Do get Blu-ray discs if you can play them - the gain in quality is often immense. My own favourite - although the score is reduced in length to suit a feature film - is the spectacular-looking Francesca Hayward / William Bracewell disc, although I have very soft spots for Misty Copeland / Roberto Bolle and Maria Kochetkova / Davit Karapetyan too.


----------



## amfortas

jegreenwood said:


> The Nureyev/Fonteyn version is from the 60's and is in black and white, but it is famous.


I'm gonna say color.



MAS said:


>


And yes, sometimes gods walk the earth.


----------



## jegreenwood

amfortas said:


> I'm gonna say color.
> 
> And yes, sometimes gods walk the earth.

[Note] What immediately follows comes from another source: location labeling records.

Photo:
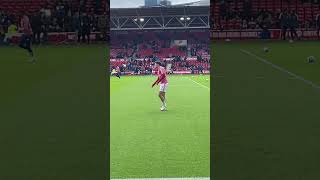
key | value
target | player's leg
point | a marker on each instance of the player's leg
(162, 96)
(162, 99)
(29, 47)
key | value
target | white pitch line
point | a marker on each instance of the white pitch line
(281, 69)
(198, 83)
(192, 178)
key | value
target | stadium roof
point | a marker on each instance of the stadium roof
(158, 11)
(171, 17)
(196, 3)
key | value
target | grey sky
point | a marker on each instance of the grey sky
(136, 3)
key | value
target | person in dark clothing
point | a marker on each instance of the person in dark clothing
(293, 24)
(36, 25)
(284, 19)
(85, 28)
(318, 25)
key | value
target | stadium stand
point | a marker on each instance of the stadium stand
(247, 14)
(56, 16)
(178, 36)
(135, 52)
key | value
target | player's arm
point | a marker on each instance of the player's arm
(156, 82)
(161, 78)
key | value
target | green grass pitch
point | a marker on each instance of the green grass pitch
(53, 117)
(266, 120)
(148, 143)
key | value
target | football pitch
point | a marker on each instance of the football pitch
(149, 143)
(266, 110)
(53, 114)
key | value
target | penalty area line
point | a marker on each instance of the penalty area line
(281, 69)
(191, 178)
(198, 83)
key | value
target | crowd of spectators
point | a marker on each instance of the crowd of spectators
(246, 18)
(58, 16)
(137, 55)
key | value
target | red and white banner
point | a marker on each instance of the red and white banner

Oops. Memory reboot needed.


----------



## 89Koechel

jegreenwood - You mentioned Nureyev (and Ms. Fonteyn, of course) in R & J - thanks, and it must be a GREAT collaboration. Just wondered - have you ever seen a video of Nureyev, in Stravinsky's "Petrouchka", from the 1970s? It has Nureyev (as Petrouchka, of course), Noella Pontois, and the remarkable - Charles Jude - as the Moor ... and the conducting/pacing of Manuel Rosenthal is VERY-fine. THIS ballet, of the modern types, is one that lends-itself, so to speak, to a great performance, in the right ... FEET ... if not hands - eh?


----------



## jegreenwood

89Koechel said:


> jegreenwood - You mentioned Nureyev (and Ms. Fonteyn, of course) in R & J - thanks, and it must be a GREAT collaboration. Just wondered - have you ever seen a video of Nureyev, in Stravinsky's "Petrouchka", from the 1970s? It has Nureyev (as Petrouchka, of course), Noella Pontois, and the remarkable - Charles Jude - as the Moor ... and the conducting/pacing of Manuel Rosenthal is VERY-fine. THIS ballet, of the modern types, is one that lends-itself, so to speak, to a great performance, in the right ... FEET ... if not hands - eh?


I had not seen that. There appears to be a version on YouTube. I did see Nureyev live in 1976 with the National Ballet of Canada. Unfortunately, I was not a ballet fan back then, so I barely remember it.


----------